After a couple of comfortable nights, without the wool, beneath a Hammockgear 40F -rated top quilt, to 22F, I'm not so sure.
I wonder whether the super-adequacy of underquilts is not the source. The notion / hypothesis is that UQ - hammock combinations are unique in sleeping experience. There's no heat sink and heat loss is lower than what most people experience even in their own beds by conduction unless they use lots of insulative padding between themselves and their mattresses.
In my case, the UQ has been a short full-length Hammockgear underquilt, above which I haven't been cold to 10F either.

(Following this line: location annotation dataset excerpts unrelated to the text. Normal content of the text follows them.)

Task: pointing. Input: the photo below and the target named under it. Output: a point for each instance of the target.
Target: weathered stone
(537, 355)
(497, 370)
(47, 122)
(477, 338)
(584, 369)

What seems to make a down UQ work so well is its low mass, not just its resistance to heat flow. If the slightest gap has formed between the UQ and the hammock bottom on a cold night, and I pull the UQ up snug, I can immediately feel a bit of cold from the transfer of heat from my skin to the smallest of heat sinks, the top layer of the UQ. And then, I am immediately warmer.
What is your experience with TQ ratings, sleeping above a properly working underquilt? Do you sleep comfortably under thinner TQ than you expected for the temps?